15. Let’s visualize the predicted results:

testing = test_data.head(10)
testing.head()
plt.figure(figsize=(12, 24))
for index, row in testing.iterrows():
    filename = row['filename']
    label = row['label']
    image = load_img("./test1/test1/"+filename, target_size=img_size)
    plt.subplot(6, 3, index+1)
    plt.imshow(img)
    plt.xlabel(filename + '(' + "{}".format(label) + ')' )
plt.tight_layout()
plt.show()

16. Lastly let’s test our model on custom data:

results={
    0:'cat',
    1:'dog'
}
from PIL import Image
import numpy as np
im=Image.open("download1.jpg")
im=im.resize(img_size)
im=np.expand_dims(im,axis=0)
im=np.array(im)
im=im/255
pred=model.predict_classes([im])[0]
print(pred,results[pred])

Making GUI which will classify whether the image is of dog or cat:

Now finally lets create a GUI so that we don’t have to run the predict_classes method every time to test our model or to classify the image.
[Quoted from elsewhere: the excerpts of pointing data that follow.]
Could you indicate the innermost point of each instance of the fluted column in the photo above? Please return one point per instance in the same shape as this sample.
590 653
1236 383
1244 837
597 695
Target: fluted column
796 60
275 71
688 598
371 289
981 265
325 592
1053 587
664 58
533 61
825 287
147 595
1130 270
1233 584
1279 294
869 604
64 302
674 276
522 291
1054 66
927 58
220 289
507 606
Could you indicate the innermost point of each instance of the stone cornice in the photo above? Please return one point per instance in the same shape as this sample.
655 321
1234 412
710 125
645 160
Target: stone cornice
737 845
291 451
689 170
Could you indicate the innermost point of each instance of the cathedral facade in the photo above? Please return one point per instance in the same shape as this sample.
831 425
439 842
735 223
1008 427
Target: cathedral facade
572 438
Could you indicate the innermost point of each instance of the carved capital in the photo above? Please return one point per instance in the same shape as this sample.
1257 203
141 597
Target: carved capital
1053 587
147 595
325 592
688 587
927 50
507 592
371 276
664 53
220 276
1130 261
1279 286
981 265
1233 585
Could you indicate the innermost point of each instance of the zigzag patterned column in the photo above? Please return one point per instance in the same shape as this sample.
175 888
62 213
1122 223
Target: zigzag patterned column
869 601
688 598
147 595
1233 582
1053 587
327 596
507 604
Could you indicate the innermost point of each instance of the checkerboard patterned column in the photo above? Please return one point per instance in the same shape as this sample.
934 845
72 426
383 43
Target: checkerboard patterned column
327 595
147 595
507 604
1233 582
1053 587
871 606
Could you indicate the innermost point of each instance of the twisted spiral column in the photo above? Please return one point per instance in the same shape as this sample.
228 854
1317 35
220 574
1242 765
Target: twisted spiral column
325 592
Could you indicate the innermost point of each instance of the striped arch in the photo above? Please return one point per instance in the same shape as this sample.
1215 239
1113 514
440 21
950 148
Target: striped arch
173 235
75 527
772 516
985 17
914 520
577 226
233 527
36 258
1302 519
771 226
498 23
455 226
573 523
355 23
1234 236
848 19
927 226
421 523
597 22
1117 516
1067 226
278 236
So we will create a GUI with the help of Tkinter Python.

Firstly you need to install tkinter, so to install this, run following command on your system cmd the command is:

pip install tk

Now you have to create a new directory, copy the model we have created above to that directly and create a file cat_and_dog_recognizer.py and paste the below code.

import tkinter as tk
from tkinter import filedialog
from tkinter import *
from PIL import ImageTk, Image
import numpy

from keras.models import load_model
model = load_model('model1_catsVSdogs_10epoch.h5')

classes = { 
    0:'Image is of Cat',
    1:'Image is of Dog', 
}
#initialise GUI
top=tk.Tk()
top.geometry('800x600')
top.title('Cats_vs_Dogs_Classification')
top.configure(background='black')
label=Label(top,background='#CDCDCD', font=('arial',15,'bold'))
sign_image = Label(top)
def prediction_image(file_path):
    global label_packed
    open_img = Image.open(file_path)
    reshape_image = open_img.resize((128,128))
    image = numpy.expand_dims(reshape_image, axis=0)
    img_arr = numpy.array(image)
    img_arr =img_arr/255
    prediction = model.predict_classes([img_arr])[0]
    sign = classes[prediction]
    print(sign)
    label.configure(foreground='#011638', text=sign) 
def show_prediction_button(file_path):
    pred_b=Button(top,text="Predict Image",
   command=lambda: prediction_image(file_path),
   padx=10,pady=5)
    pred_b.configure(background='white', foreground='blue',
font=('arial',10,'bold'))
    pred_b.place(relx=0.79,rely=0.46)
    
def to_image_upload():
    try:
        path=filedialog.askopenfilename()
        upload=Image.open(path)
        upload.thumbnail(((top.winfo_width()/2.25),
    (top.winfo_height()/2.25)))
        image=ImageTk.PhotoImage(upload)
        sign_image.configure(image=image)
        sign_image.image=image
        label.configure(text='')
        show_prediction_button(file_path)
    except:
        pass
upload_b=Button(top,text="Image Upload",command=to_image_upload,padx=10,pady=5)
upload_b.configure(background='white', foreground='blue',font=('arial',10,'bold'))
upload_b.pack(side=BOTTOM,pady=50)
sign_image.pack(side=BOTTOM,expand=True)
label.pack(side=BOTTOM,expand=True)
heading = Label(top, text="Cats and Dogs Predictions",pady=20, font=('arial',20,'bold'))
heading.configure(background='black',foreground='blue')
heading.pack()
top.mainloop()

You can find the code in cat_and_dog_recognizer.py file from the downloads section

Cats Dogs Classification Output

Summary

We have successfully created a Cats and dogs prediction project. In this, we have built and trained the convolutional neural network model which will classify the image as a dog or cat. In this, we have also learned how to prepare training and testing dataset and learned how to visualize that dataset. We also learned how to create a GUI using Tkinter for the execution of deep learning projects.